Jak informuje lokalny portal Ślązag, w Poczesnej pod Częstochową niedzielna msza nie wyglądała zwyczajnie. 34-latek ukradł księdzu kasetkę z pieniędzmi. Został zatrzymany przez dzielnicowych, a poza kradzieżą, dodatkowo odpowie za występek w warunkach recydywy.
Sytuacja miała miejsce po niedzielnej mszy. Moment kradzieży zauważył spostrzegawczy 10-latek. Złodziej po występku wybiegł z kościoła, a za nim ksiądz, razem z ojcem chłopca. Gdy go dogonili i odebrali kasetkę usłyszeli prośbę żeby nie informować o tym policji, zdradzając im nawet gdzie mieszka i jak się nazywa. Jednak złodziej zdecydował się na ucieczkę, już bez pieniędzy.
Trafił w ręce dzielnicowych z Poczesnej.
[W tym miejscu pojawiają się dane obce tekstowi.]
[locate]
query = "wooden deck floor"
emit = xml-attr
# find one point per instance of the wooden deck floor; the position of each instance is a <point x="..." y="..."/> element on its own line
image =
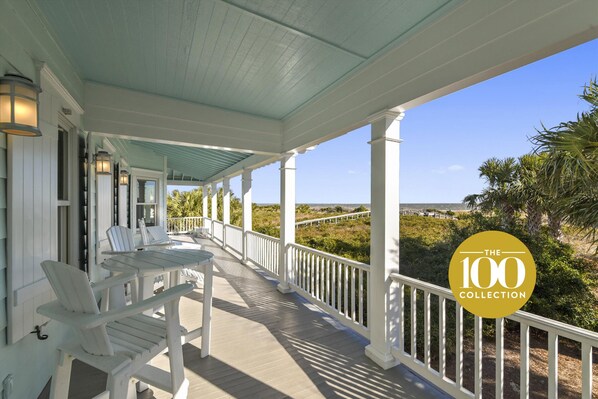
<point x="269" y="345"/>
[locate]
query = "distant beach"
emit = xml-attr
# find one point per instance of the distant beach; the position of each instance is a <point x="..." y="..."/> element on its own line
<point x="406" y="206"/>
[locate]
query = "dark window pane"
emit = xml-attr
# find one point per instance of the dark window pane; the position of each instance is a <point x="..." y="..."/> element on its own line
<point x="146" y="191"/>
<point x="147" y="213"/>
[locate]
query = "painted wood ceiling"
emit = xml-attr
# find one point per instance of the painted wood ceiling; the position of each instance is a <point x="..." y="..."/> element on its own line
<point x="182" y="161"/>
<point x="262" y="57"/>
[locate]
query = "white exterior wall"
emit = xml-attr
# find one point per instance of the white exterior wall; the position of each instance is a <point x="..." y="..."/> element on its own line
<point x="22" y="41"/>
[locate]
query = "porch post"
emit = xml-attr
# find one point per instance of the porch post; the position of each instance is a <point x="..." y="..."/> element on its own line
<point x="247" y="209"/>
<point x="214" y="215"/>
<point x="225" y="208"/>
<point x="287" y="220"/>
<point x="226" y="200"/>
<point x="384" y="245"/>
<point x="204" y="201"/>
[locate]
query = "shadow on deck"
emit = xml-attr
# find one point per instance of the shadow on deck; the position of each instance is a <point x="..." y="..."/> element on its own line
<point x="269" y="345"/>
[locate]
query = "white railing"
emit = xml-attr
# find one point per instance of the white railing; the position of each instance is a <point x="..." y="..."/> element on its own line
<point x="218" y="231"/>
<point x="263" y="250"/>
<point x="183" y="225"/>
<point x="409" y="325"/>
<point x="336" y="284"/>
<point x="334" y="219"/>
<point x="233" y="238"/>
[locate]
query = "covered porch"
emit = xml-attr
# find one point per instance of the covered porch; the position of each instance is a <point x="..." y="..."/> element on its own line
<point x="269" y="345"/>
<point x="200" y="92"/>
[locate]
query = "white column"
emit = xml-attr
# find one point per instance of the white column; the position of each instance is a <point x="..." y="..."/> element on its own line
<point x="384" y="245"/>
<point x="247" y="209"/>
<point x="226" y="201"/>
<point x="287" y="219"/>
<point x="214" y="213"/>
<point x="225" y="208"/>
<point x="204" y="201"/>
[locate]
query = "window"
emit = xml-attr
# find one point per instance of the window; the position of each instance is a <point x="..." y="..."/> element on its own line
<point x="147" y="201"/>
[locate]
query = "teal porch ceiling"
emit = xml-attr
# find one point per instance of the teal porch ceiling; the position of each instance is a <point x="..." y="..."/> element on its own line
<point x="262" y="57"/>
<point x="183" y="163"/>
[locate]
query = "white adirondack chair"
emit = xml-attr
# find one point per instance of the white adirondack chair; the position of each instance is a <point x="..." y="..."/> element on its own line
<point x="149" y="239"/>
<point x="119" y="342"/>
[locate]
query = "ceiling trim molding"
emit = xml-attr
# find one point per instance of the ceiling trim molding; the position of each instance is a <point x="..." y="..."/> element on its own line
<point x="49" y="76"/>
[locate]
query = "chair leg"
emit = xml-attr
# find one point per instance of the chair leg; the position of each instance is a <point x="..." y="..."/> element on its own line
<point x="121" y="386"/>
<point x="62" y="376"/>
<point x="175" y="350"/>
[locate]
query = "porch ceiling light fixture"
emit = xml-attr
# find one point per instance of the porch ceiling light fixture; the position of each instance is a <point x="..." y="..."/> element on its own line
<point x="19" y="106"/>
<point x="124" y="178"/>
<point x="103" y="162"/>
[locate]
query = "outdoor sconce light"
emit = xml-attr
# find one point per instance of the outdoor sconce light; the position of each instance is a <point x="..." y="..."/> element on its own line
<point x="124" y="178"/>
<point x="103" y="163"/>
<point x="19" y="106"/>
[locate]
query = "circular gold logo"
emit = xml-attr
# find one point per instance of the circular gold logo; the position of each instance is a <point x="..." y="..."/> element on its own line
<point x="492" y="274"/>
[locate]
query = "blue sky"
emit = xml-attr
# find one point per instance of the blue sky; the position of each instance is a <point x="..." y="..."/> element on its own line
<point x="447" y="139"/>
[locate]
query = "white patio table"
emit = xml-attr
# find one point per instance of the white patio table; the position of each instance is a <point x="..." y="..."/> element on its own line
<point x="150" y="263"/>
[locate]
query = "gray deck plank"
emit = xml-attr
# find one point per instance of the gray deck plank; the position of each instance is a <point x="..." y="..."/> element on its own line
<point x="269" y="345"/>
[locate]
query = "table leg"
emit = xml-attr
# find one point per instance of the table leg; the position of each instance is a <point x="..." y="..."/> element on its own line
<point x="206" y="324"/>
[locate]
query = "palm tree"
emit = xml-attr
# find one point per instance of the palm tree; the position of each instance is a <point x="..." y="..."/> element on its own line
<point x="571" y="166"/>
<point x="500" y="195"/>
<point x="532" y="191"/>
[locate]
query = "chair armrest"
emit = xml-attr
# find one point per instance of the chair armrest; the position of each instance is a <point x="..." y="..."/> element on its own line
<point x="118" y="279"/>
<point x="155" y="244"/>
<point x="139" y="307"/>
<point x="55" y="311"/>
<point x="121" y="252"/>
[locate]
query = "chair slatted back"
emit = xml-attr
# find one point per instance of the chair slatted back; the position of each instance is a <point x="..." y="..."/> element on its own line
<point x="145" y="236"/>
<point x="120" y="238"/>
<point x="158" y="234"/>
<point x="74" y="293"/>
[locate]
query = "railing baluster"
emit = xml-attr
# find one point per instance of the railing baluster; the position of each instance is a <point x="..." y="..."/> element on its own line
<point x="441" y="336"/>
<point x="318" y="275"/>
<point x="333" y="284"/>
<point x="500" y="358"/>
<point x="524" y="361"/>
<point x="327" y="281"/>
<point x="586" y="370"/>
<point x="459" y="345"/>
<point x="401" y="331"/>
<point x="345" y="291"/>
<point x="553" y="364"/>
<point x="413" y="323"/>
<point x="427" y="328"/>
<point x="477" y="331"/>
<point x="339" y="278"/>
<point x="353" y="286"/>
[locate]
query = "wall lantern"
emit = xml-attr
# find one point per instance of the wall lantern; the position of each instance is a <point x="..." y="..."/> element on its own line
<point x="19" y="106"/>
<point x="124" y="178"/>
<point x="103" y="163"/>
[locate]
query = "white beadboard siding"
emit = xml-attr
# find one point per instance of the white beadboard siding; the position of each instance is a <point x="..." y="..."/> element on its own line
<point x="104" y="214"/>
<point x="32" y="222"/>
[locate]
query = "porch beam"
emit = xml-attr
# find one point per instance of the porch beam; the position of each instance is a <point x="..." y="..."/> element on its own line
<point x="247" y="209"/>
<point x="384" y="245"/>
<point x="121" y="112"/>
<point x="226" y="200"/>
<point x="287" y="219"/>
<point x="214" y="198"/>
<point x="204" y="201"/>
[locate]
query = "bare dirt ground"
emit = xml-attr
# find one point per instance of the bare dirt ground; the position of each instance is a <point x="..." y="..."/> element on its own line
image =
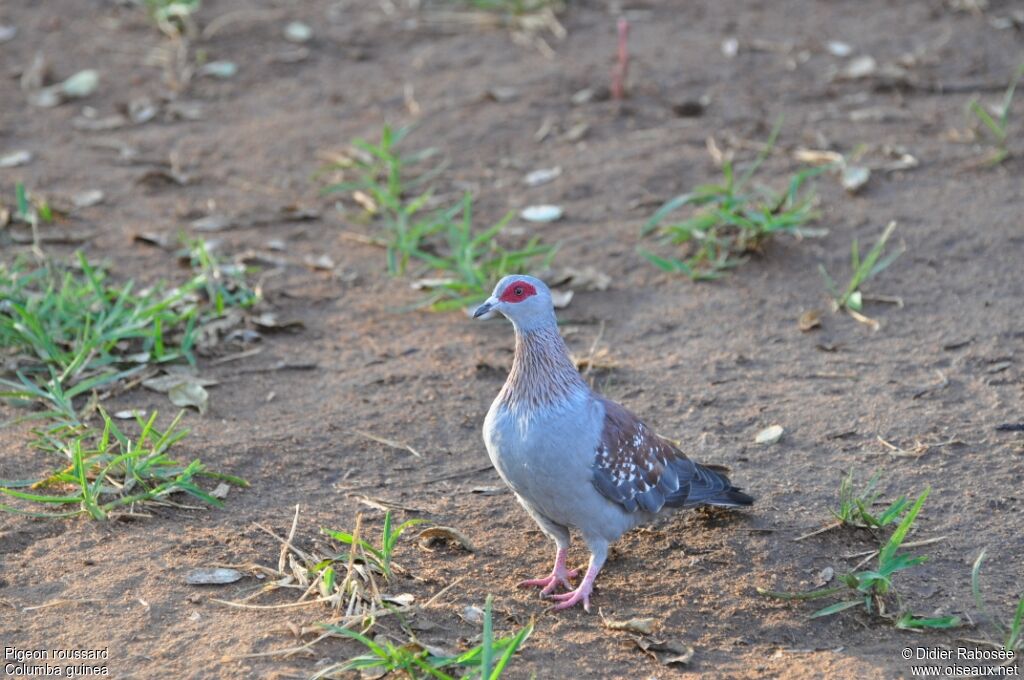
<point x="710" y="364"/>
Został zatrzymany i usłyszał zarzut kradzieży w warunkach tzw. recydywy. Teraz o jego losie zdecyduje sąd.
Złodziej winą obarczył... księdza?
Mężczyzna podczas przesłuchania przyznał się do winy i oświadczył, że "gdyby ksiądz pożyczył mu wcześniej 200 złotych i nie odmawiał w potrzebie, nie musiałby mu kraść całej kasetki".